Choking back the tears and the twisting in my gut, I nod. “Yes, ma’am.”
“Seventeen years old is hardly an age to know what’s best for your life,” she continues once the waiter sets two glasses down in front of us filled with white wine. Mother spouts off the order before waving him off again.
“No, but I don’t want to be married to a man I don’t love either,” I blurt, before I can call the words back.
My mother’s eyes snap up from her wine glass, widening as her mouth turns up in amusement. “Ainsley, love is nothing more than a mixture of lust and adoration. It’s also something you can turn on and off when necessary or when it financially benefits you.” Lifting the glass to her lips, she sips slowly as she studies me. Lowering it again, she covers my hand with hers. “Before you know it, you’ll be head over heels in love with Elliot.”

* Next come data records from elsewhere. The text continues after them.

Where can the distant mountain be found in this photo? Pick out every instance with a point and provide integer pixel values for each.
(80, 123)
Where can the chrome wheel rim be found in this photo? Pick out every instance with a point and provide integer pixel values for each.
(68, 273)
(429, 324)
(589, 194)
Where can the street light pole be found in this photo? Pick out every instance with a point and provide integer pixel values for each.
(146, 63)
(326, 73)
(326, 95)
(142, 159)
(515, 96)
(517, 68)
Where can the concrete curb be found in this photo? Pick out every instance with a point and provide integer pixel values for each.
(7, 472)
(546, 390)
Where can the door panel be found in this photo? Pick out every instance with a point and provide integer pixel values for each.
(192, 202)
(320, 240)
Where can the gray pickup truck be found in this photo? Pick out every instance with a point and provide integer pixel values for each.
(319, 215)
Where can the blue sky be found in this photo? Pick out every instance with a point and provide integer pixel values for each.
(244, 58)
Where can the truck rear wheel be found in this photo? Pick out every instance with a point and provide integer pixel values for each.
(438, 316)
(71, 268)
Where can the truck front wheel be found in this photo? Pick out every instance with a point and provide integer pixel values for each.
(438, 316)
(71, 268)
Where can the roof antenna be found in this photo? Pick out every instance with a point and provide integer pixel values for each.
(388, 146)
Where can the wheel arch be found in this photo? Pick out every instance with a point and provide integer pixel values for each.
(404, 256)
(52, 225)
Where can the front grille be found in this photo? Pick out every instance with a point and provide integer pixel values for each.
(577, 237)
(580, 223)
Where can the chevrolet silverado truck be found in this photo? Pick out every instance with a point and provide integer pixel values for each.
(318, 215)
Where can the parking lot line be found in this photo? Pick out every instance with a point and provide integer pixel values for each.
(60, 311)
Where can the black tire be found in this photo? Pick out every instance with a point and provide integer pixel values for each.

“Hello Darling.” The sound of Elliot’s fake British accent behind me makes me cringe. What he believes makes him comes across as refined and more dignified only makes him sound like more of a pompous ass than usual.
You have lived in Maine your whole life, you’re not British you jackass!
“Elliot, how lovely to see you,” my mother croons, standing to kiss each of his cheeks. “We were just talking about you.”